All the other steps work without error.

Kai

— You are receiving this because you commented. Reply to this email directly, view it on GitHub https://github.com/ParkinsonLab/Metatranscriptome-Workshop/issues/10#issuecomment-477403217, or mute the thrd https://github.com/notifications/unsubscribe-auth/AA3kzg7H8kw3bqlS5DjblDRK8yK8vzNRks5vbBTugaJpZM4cPBe4 .

kaiwang12 commented 5 years ago

then i have no idea. memoryerror in python is one of 2 things: either you have no more free memory on your machine, or one of the data input files is wrong. can you absolutely gaurantee no errors whatsoever happened along the way at every step? (show all the output logs of every step) can you guarantee that your server isn't somehow leaking memory or is being occupied by someone else at runtime? (ps au) how big is your dataset? are there funny artifacts in your data?

Actually, I'm using your test dataset (mouse1.fastq).

1) I can guarantee that I‘m the only user of my server.

2) Here is the code I used: ./6_BWA_Gene_Map.py microbial_all_cds.fasta mouse1_contigs_map.tsv mouse1_genes_map.tsv mouse1_genes.fasta mouse1_contigs.fasta mouse1_contigs_annotation_bwa.sam mouse1_contigs_unmapped.fastq mouse1_unassembled.fastq mouse1_unassembled_annotation_bwa.sam mouse1_unassembled_unmapped.fasta

3) I got no errors when I was running the previous steps, but I'll double the output logs.

Thanks.

kaiwang12 commented 5 years ago

then i have no idea. memoryerror in python is one of 2 things: either you have no more free memory on your machine, or one of the data input files is wrong. can you absolutely gaurantee no errors whatsoever happened along the way at every step? (show all the output logs of every step) can you guarantee that your server isn't somehow leaking memory or is being occupied by someone else at runtime? (ps au) how big is your dataset? are there funny artifacts in your data?

Hey,

Thanks for your reply.

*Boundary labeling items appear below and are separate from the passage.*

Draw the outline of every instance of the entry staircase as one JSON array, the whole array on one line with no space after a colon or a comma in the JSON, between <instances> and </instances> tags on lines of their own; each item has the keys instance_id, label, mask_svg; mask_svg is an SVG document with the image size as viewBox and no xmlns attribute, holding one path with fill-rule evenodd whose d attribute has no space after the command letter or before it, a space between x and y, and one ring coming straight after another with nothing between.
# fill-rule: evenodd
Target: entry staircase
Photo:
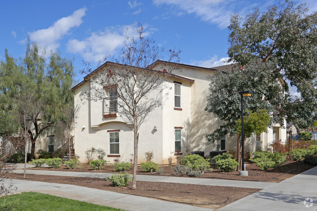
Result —
<instances>
[{"instance_id":1,"label":"entry staircase","mask_svg":"<svg viewBox=\"0 0 317 211\"><path fill-rule=\"evenodd\" d=\"M74 136L67 141L60 148L53 153L53 157L60 157L63 160L69 160L75 158L75 148Z\"/></svg>"}]
</instances>

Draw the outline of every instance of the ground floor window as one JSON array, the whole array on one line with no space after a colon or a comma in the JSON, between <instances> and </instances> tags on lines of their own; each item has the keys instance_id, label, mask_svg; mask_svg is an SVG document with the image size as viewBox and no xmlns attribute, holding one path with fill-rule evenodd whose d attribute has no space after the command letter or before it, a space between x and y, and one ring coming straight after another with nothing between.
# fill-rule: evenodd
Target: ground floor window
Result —
<instances>
[{"instance_id":1,"label":"ground floor window","mask_svg":"<svg viewBox=\"0 0 317 211\"><path fill-rule=\"evenodd\" d=\"M175 153L181 152L181 130L175 130Z\"/></svg>"},{"instance_id":2,"label":"ground floor window","mask_svg":"<svg viewBox=\"0 0 317 211\"><path fill-rule=\"evenodd\" d=\"M119 153L119 132L109 133L109 154Z\"/></svg>"},{"instance_id":3,"label":"ground floor window","mask_svg":"<svg viewBox=\"0 0 317 211\"><path fill-rule=\"evenodd\" d=\"M48 136L48 145L49 153L54 152L54 136Z\"/></svg>"},{"instance_id":4,"label":"ground floor window","mask_svg":"<svg viewBox=\"0 0 317 211\"><path fill-rule=\"evenodd\" d=\"M220 150L226 150L226 136L220 139Z\"/></svg>"}]
</instances>

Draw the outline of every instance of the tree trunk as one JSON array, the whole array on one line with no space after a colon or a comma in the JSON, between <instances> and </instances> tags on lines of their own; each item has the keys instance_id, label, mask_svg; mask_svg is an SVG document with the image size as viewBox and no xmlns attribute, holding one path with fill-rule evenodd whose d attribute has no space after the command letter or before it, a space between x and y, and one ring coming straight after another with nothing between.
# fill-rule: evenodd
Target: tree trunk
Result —
<instances>
[{"instance_id":1,"label":"tree trunk","mask_svg":"<svg viewBox=\"0 0 317 211\"><path fill-rule=\"evenodd\" d=\"M237 160L238 163L240 163L240 138L241 135L238 134L238 139L237 140ZM237 167L237 171L240 171L240 165L238 165Z\"/></svg>"}]
</instances>

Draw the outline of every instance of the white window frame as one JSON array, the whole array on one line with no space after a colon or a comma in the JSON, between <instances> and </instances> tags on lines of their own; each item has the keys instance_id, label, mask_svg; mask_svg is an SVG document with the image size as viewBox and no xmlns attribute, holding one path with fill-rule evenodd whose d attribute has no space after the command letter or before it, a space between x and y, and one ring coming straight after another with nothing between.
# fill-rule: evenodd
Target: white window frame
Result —
<instances>
[{"instance_id":1,"label":"white window frame","mask_svg":"<svg viewBox=\"0 0 317 211\"><path fill-rule=\"evenodd\" d=\"M53 144L50 144L50 140L51 138L53 138ZM55 140L55 136L54 135L50 135L50 136L47 136L47 152L49 152L49 149L50 149L49 146L52 146L52 145L53 145L53 152L51 152L53 153L53 152L54 152L54 150L55 150L55 146L54 146L55 141L54 141Z\"/></svg>"},{"instance_id":2,"label":"white window frame","mask_svg":"<svg viewBox=\"0 0 317 211\"><path fill-rule=\"evenodd\" d=\"M223 150L221 149L221 141L224 141L224 149ZM226 150L226 136L222 137L220 139L220 150Z\"/></svg>"},{"instance_id":3,"label":"white window frame","mask_svg":"<svg viewBox=\"0 0 317 211\"><path fill-rule=\"evenodd\" d=\"M179 92L180 92L179 95L176 95L175 94L177 86L179 86ZM179 97L179 107L176 106L176 105L175 105L176 103L176 101L175 101L175 96ZM181 108L181 84L177 83L174 83L174 107Z\"/></svg>"},{"instance_id":4,"label":"white window frame","mask_svg":"<svg viewBox=\"0 0 317 211\"><path fill-rule=\"evenodd\" d=\"M118 133L118 139L119 139L119 141L118 142L113 142L113 143L110 143L110 134L115 134L115 133ZM114 145L114 144L119 144L119 153L110 153L110 146L111 145ZM119 134L119 132L109 132L109 154L120 154L120 134Z\"/></svg>"},{"instance_id":5,"label":"white window frame","mask_svg":"<svg viewBox=\"0 0 317 211\"><path fill-rule=\"evenodd\" d=\"M180 131L180 140L176 140L176 131ZM181 146L181 129L175 129L174 130L174 151L175 151L175 153L181 153L182 152L182 147ZM180 143L180 152L177 152L176 151L176 148L175 147L175 145L176 144L176 142L179 142Z\"/></svg>"}]
</instances>

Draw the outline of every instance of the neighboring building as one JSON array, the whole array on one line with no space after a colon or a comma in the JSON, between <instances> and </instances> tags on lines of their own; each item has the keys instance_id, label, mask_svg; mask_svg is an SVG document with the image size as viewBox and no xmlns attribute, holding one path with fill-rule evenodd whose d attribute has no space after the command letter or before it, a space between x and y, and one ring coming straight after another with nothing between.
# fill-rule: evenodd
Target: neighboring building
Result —
<instances>
[{"instance_id":1,"label":"neighboring building","mask_svg":"<svg viewBox=\"0 0 317 211\"><path fill-rule=\"evenodd\" d=\"M111 68L112 64L106 62L95 71ZM168 91L168 98L163 107L150 113L140 128L139 163L145 161L144 153L149 151L153 152L154 162L166 164L170 158L175 162L176 156L193 151L201 151L205 155L209 155L209 152L214 150L236 150L236 137L226 135L217 143L209 145L205 138L206 134L221 125L220 121L211 114L207 115L204 110L209 94L207 77L228 65L207 68L160 60L152 65L157 70L163 69L164 65L178 65L180 70L171 75L165 82L172 89ZM103 100L82 100L81 95L90 91L90 75L85 77L83 81L72 89L75 93L75 103L80 104L80 107L75 120L75 153L84 162L86 150L92 147L100 148L105 150L106 158L110 162L114 158L128 161L133 153L131 125L118 113L118 106L114 100L115 93L111 90ZM50 137L47 136L48 149L53 147L50 144ZM286 139L286 129L277 124L272 129L269 128L267 133L248 138L245 151L253 152L256 148L263 149L274 141L284 142Z\"/></svg>"}]
</instances>

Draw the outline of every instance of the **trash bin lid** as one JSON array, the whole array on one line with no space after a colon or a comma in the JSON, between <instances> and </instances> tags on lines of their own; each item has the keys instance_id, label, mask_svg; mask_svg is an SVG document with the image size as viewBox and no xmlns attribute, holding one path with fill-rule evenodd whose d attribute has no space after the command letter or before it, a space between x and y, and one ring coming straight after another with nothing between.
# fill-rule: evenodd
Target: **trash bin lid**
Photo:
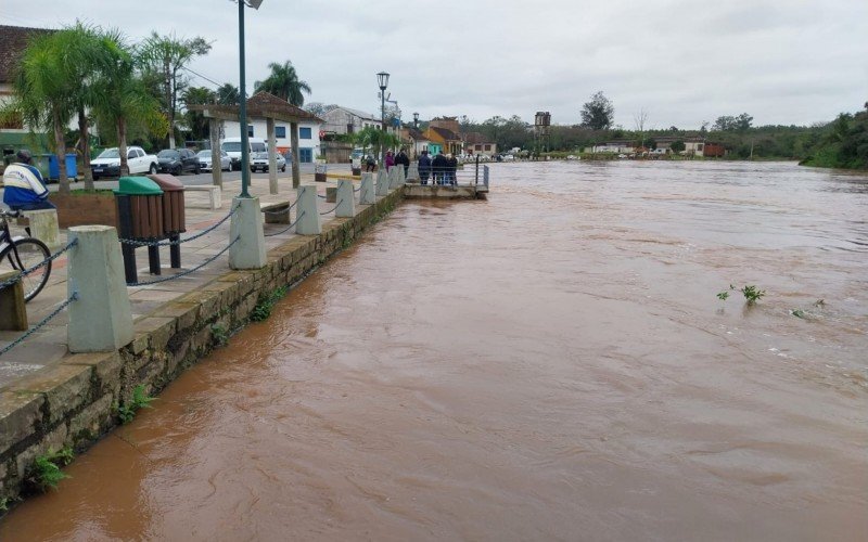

I think I figured out why I got MemoryError.

I used Trinity instead of SPAdes to assemble reads. The description line for Trinity contigs has three columns which are separated by space.

I used the following script to re-format the description line, and then everything works fine. awk '{ if (NR%2==1) { print $1 } else { print } }' mouse1_contigs_trinity.fasta > mouse1_contigs.fasta

Thanks.

Kai

billytaj commented 5 years ago

that would mean you didn't follow the instructions as they were written.

rule of thumb with pipelines: they're extremely inflexible, and are really only meant for the tools they were made for. we can't possibly accomodate for every tool, version, or flavour of every bioinformatic analysis tool out there.